Radiant Floor Heating Provides Tippy-Toe Comfort
Your better half got up in the dead of the night and straightaway those cold toes are invading your territory with the persistence of a heat-seeking missile. Good for you, the new house will have radiant floor heat - a sure remedy for encounters with cold feet at 2 a.m. or a midwinter chill that gets to your bone marrow.
Under-floor heat has been employed since the Roman Empire when it was in its peak in public constructions and the villas of the well-heeled. Hot air was circulated under tile or brick, providing a radiant heat - energy that transferred heat through the flooring and on to cooler furniture like Roman recumbant chairs, statues, marble-topped desks and frosty centurions.
With the advent of resilient PEX piping to the United States in the 80’s, application has taken off as more products have been introduced for the construction industry - among those have been hydro systems to furnish radiant floor heat. Unlike forced-air furnaces, up-to-date hydronic floor systems utilizing PEX plumbing products supply more uniform warmth to a room, are less drying, more cost-effective and a whole lot quieter than older furnaces or metal steam pipes.

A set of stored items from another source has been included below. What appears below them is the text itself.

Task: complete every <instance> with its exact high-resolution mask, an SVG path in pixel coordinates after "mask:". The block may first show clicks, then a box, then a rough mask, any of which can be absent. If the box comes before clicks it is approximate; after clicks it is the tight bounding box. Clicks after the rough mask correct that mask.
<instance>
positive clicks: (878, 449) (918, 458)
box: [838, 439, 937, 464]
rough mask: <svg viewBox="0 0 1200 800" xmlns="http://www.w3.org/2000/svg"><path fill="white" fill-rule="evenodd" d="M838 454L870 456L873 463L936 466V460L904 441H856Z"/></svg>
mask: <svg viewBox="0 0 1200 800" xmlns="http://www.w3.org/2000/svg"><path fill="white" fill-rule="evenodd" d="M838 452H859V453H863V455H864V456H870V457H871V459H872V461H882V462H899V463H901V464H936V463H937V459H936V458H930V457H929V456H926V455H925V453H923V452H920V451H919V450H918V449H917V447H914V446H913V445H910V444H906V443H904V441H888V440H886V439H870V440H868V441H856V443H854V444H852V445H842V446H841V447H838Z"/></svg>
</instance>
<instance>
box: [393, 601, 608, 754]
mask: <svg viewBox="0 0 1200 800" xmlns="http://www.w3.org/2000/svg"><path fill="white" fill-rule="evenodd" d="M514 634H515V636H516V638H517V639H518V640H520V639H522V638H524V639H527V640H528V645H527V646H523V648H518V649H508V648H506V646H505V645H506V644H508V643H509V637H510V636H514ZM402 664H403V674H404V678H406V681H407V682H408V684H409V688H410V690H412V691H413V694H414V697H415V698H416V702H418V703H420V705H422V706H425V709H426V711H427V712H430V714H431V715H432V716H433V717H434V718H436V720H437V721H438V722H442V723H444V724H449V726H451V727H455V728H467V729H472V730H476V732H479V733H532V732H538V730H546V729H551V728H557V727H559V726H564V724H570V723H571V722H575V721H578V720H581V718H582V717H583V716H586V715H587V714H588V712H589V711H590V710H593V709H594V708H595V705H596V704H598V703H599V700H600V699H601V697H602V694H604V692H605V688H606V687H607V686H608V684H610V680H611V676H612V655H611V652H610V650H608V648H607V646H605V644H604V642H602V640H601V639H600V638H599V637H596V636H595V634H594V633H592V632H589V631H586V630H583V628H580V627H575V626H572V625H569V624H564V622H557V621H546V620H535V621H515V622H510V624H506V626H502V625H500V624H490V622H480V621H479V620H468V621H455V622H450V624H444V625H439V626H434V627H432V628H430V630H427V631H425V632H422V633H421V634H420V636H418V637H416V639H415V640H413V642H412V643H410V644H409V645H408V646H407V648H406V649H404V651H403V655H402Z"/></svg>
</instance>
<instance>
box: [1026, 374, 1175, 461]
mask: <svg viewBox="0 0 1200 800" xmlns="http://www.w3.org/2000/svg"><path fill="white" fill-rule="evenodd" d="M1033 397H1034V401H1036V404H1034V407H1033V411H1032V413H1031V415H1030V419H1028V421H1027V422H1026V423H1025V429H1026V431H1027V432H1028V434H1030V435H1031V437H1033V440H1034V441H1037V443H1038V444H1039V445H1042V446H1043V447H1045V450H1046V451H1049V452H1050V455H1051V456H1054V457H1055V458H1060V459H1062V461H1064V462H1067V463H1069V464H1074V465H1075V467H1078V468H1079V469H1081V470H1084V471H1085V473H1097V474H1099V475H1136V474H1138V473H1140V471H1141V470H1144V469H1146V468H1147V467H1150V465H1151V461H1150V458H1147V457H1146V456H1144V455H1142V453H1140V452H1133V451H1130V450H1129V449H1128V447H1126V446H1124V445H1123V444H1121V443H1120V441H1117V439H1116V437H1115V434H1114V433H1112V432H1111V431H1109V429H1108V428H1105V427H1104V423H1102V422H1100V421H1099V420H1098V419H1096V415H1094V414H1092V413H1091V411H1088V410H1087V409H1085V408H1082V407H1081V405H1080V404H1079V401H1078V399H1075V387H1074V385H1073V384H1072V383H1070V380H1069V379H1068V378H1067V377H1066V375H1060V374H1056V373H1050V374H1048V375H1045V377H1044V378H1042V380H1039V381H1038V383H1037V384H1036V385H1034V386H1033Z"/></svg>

PEX tubing is made of cross-linked polyethylene, which generates these high tech tubes strength, chemical resistance, high mobility, a cost-efficient installment profile and bigger temperature adaptability. This polyethylene piping can be used with water as high as 200 degrees Fahrenheit in heat systems.
There are disparate ways of setting up radiant floor heating. Many use electric line voltage schemes, but easy-to-use PEX tubing products have made hydronic under-floor heating fashionable with both home constructors and house owners. Because the tube is so flexible, its coils can be used in a continual length, getting rid of the need for multiple joints and fittings.
Several radiant floor heating schemes utilize oxygen-barrier PEX radiant hosing utilized in gypsum concrete. Others integrate low-mass underlay - wood panels with sunken niches for flexible tubing.
Each remodeling or new-construction design is better fit by one method or another, so investigate your hydronic floor heat choices fully. Do your due dilligence!